Without additional configuration, the JDBC-based used store assumes there is a "USERS" table from which the username, password and the boolean flag indicating whether a user is enabled or not can be obtained with the following query:

SELECT USERNAME, PASSWORD, ENABLED FROM USERS WHERE USERNAME = ?

This query is used to authenticate the user.

The JDBC-based user store also assumes the existence of an "AUTHORITIES" table from which the authorities of a user can be obtained with the following query, for authorization purposes:

SELECT USERNAME, AUTHORITY FROM AUTHORITIES WHERE USERNAME = ?

Finally, it assumes the existence of tables "GROUPS", "GROUP_MEMBERS" and "GROUP_AUTHORITIES" from which group information and group-associated authorities can be obtained with the following query, also for authorization purposes:

SELECT G.ID, G.GROUP_NAME, GA.AUTHORITY 
FROM GROUPS G, GROUP_MEMBERS GM, GROUP_AUTHORITIES GA 
WHERE GM.USERNAME = ? AND G.ID = GA.GROUP_ID AND G.ID = GM.GROUP_ID

The H2 DDL that creates conforming tables is available here.

Custom Tables

JDBC-based User Store can be configured to use custom tables, by configuring custom "users by name", "authorities by username" and "group authorities by username" queries (SIA page 90). The basic contract is that all take the user name as the only parameter. The authentication query selects the username, password and enabled status. The authorities query selects zero or more rows containing the username and a granted authority. The group authorities query selects zero or more rows, each with a group ID, a group name and an authority.

LDAP-Backed User Store

SIA page 92.

Custom User Detail Service

JDBC-based user stores are useful when the user information is maintained in tables that are not part of the application's domain model. For the case the user information should be part of the application's domain model, the integration is done via a user-details service.
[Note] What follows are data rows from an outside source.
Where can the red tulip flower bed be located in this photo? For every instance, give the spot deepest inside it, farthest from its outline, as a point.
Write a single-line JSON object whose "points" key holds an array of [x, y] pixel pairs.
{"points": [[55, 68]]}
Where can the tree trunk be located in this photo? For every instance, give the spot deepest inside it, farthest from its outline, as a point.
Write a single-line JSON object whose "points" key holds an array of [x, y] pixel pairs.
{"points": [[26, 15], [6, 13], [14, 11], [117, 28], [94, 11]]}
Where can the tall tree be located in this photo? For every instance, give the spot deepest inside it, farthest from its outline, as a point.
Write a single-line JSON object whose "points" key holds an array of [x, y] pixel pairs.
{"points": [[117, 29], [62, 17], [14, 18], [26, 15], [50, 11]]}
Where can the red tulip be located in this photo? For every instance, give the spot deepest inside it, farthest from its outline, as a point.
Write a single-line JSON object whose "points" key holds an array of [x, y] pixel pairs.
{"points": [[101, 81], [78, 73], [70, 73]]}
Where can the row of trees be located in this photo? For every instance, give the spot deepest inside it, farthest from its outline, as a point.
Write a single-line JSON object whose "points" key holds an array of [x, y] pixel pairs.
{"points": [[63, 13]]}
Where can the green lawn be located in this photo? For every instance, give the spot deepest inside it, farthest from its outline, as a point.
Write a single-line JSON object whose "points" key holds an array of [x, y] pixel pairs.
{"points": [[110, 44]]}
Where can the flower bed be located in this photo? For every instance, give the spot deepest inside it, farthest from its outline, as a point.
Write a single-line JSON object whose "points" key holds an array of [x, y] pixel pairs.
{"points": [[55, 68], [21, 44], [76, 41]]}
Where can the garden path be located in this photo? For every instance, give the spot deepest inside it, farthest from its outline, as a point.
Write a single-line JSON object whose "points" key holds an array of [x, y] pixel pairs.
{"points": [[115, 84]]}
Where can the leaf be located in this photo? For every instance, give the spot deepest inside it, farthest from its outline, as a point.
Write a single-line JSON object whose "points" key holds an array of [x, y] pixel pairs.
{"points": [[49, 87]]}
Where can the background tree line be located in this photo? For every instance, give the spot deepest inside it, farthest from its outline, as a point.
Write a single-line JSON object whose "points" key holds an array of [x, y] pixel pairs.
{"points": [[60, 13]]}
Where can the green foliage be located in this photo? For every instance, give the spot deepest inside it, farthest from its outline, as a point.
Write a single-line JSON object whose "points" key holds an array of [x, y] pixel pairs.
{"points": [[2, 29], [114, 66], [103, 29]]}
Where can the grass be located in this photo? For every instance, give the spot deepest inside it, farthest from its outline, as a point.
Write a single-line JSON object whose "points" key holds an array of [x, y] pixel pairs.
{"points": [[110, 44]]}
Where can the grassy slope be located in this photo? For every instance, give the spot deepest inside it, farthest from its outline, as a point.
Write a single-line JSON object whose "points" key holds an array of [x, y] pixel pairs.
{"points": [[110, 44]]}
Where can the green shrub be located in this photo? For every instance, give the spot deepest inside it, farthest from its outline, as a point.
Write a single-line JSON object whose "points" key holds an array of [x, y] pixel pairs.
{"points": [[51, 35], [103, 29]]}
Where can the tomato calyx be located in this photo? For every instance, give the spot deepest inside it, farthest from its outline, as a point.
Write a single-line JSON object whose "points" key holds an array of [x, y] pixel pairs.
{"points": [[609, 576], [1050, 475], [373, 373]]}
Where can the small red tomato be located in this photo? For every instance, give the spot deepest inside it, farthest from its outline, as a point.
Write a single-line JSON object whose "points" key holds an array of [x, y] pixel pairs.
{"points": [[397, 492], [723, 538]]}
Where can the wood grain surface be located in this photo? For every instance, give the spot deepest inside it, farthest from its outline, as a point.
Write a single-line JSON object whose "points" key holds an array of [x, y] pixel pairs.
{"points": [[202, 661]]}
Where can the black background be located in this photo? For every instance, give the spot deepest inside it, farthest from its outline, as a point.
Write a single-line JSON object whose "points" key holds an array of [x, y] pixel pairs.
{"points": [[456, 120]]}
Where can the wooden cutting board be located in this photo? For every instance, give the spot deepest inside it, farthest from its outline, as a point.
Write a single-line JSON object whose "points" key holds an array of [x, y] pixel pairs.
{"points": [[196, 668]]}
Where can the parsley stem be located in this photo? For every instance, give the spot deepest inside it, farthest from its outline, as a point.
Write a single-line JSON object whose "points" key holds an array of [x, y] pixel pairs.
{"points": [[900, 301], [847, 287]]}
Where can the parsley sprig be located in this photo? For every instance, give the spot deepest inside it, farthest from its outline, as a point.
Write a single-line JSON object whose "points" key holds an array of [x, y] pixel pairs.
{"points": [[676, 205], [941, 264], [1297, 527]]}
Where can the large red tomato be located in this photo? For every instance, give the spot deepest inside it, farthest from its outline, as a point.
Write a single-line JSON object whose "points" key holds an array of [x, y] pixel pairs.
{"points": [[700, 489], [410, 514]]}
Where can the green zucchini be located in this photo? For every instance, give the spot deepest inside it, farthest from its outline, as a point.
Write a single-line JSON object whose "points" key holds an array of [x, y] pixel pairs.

Custom User Detail Service

User Stores and Password Encoder

A password encoder must be specified. It seems that if we don't configure any password encoder on the user store, we get:

java.lang.IllegalArgumentException: There is no PasswordEncoder mapped for the id ...

As a quick workaround, not recommended for production, configure the store with a NoOpPasswordEncoder:

auth.[...]Authentication()[...].passwordEncoder(NoOpPasswordEncoder.getInstance());

Alternatively, prefix the password values with "{noop}"

The password encoder must implement the PasswordEncoder interface. Several implementations are available: BCryptPasswordEncoder, NoOpPasswordEncoder, Pbkdf2PasswordEncoder, SCryptPasswordEncoder, StandardPasswordEncoder. Regardless of the password encoder in use, the password in the database is never decoded. Rather, the password that comes over wire is encoded and compared with the encoded form stored in the database. IF those representations match, authentication is successful. The matching is performed by PasswordEncoder.matches(CharSequence rawPassword, String encodedPassword).